CD spectra at 4 (triangles), 20 (squares), and 37°C (circles) of (A) M1^AB (green), M1^AB* (black), and M1^AB*^(ΔL133) (red) and (B) M1 (green), M1* (black), and M1*^(ΔL133) (red). Mean residue 222:208 ellipticity (MRE) ratios are shown. (C) (Top) His₆-tagged M1 (M1-H) and untagged M1 (M1) were coincubated at the indicated temperatures and coprecipitated at 4°C with Ni²⁺– nitrilotriacetic acid (NTA) agarose beads. (Middle) M1-H/M1 heterodimers were isolated, incubated, and coprecipitated at the indicated temperatures with Ni²⁺-NTA agarose beads. (Bottom) Only untagged M1 was incubated with beads. (A to C) Unbound protein (U) and protein bound to the beads (B) were visualized by Coomassie-stained, reducing SDS–polyacrylamide gel electrophoresis (PAGE).

Fig. 4

(A) FgD incubated alone or with His₆-tagged constructs of M1, M1*, or M1*^(ΔL133) at 37°C and coprecipitated with Ni²⁺-NTA agarose beads.
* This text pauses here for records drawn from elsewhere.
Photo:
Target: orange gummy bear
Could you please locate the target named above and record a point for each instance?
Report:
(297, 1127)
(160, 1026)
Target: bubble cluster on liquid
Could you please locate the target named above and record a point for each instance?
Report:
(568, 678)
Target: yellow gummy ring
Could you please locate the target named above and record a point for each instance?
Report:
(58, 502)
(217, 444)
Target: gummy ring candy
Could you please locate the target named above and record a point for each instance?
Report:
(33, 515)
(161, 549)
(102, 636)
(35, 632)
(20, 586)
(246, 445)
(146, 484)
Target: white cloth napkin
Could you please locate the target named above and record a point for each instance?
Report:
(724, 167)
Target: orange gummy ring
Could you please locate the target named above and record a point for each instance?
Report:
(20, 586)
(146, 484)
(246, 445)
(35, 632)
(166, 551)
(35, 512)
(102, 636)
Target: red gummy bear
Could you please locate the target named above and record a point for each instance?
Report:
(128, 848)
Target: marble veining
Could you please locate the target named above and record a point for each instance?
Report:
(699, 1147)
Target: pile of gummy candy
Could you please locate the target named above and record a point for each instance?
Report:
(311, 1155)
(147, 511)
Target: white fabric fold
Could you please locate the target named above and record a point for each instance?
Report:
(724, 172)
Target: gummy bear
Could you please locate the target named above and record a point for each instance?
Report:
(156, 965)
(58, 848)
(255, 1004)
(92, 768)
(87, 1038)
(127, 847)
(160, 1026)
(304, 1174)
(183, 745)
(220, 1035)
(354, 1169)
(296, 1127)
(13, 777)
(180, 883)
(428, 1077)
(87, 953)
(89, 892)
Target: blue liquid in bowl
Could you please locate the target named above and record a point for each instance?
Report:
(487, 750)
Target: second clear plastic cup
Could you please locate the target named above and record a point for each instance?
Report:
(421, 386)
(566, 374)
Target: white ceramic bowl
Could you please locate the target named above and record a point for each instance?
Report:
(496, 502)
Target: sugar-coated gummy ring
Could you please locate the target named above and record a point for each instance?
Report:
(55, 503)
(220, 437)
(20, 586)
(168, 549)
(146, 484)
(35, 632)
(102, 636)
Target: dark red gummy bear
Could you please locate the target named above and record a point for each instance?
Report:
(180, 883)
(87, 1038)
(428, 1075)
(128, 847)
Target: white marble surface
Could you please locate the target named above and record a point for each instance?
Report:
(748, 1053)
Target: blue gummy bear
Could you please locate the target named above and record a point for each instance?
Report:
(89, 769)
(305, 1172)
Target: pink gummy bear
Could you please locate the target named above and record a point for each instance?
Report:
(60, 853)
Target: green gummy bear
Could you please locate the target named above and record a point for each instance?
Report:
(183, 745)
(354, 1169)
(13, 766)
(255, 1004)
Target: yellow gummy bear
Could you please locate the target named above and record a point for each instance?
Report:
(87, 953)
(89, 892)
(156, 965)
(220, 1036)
U and B proteins were visualized by Coomassie-stained, nonreducing SDS-PAGE. (B) Quantification of FgD binding in (A). Error bars indicate mean ± SD. (C) Western blot of HBP in supernatants from human neutrophils stimulated with M1 or M1*^(ΔL133). rhHBP, recombinant human HBP. (D) Lung histopathology of Balb/c mice 30 min after intravenous injection of M1 or M1*^(ΔL133). Representative histopathology (hematoxylin and eosin stain) with intra-alveolar edema (thick blue arrows) and macrovascular (asterisks) and microvascular (thin arrows) congestion is indicated. Magnification, ×100.

Fig. 5

(A) Titer of mAb 36.2.2 versus M1, M1*, and M1*^(ΔL133) by enzyme-linked immunosorbent assay. Error bars indicate mean ± SD. (B) Skin lesion size of mice immunized with M1 or M1*^(ΔL133) after subcutaneous challenge with WT M1 GAS. Error bars indicate mean ± SEM (N = 10 mice per group). Analysis of variance (ANOVA) was significant (P < 0.002) on days 2 to 6; posthoc group comparisons (Tukey-Kramer multiple-comparison test) revealed significant protection of M1 or M1*^(ΔL133) versus phosphate-buffered saline (PBS) on days 2 to 6 (asterisks denote P < 0.05). (C) Bacteremia of mice immunized with M1 or M1*^(ΔL133) 4 hours after intraperitoneal challenge with WT M1 GAS. Mean (horizontal bars) and distribution are shown (N = 10 per group). ANOVA was significant at P = 0.02; posthoc group comparisons revealed significant protection of M1 or M1*^(ΔL133) versus PBS control (asterisks denote P < 0.05). (D) Kaplan-Meyer survival curve of immunized mice from (C).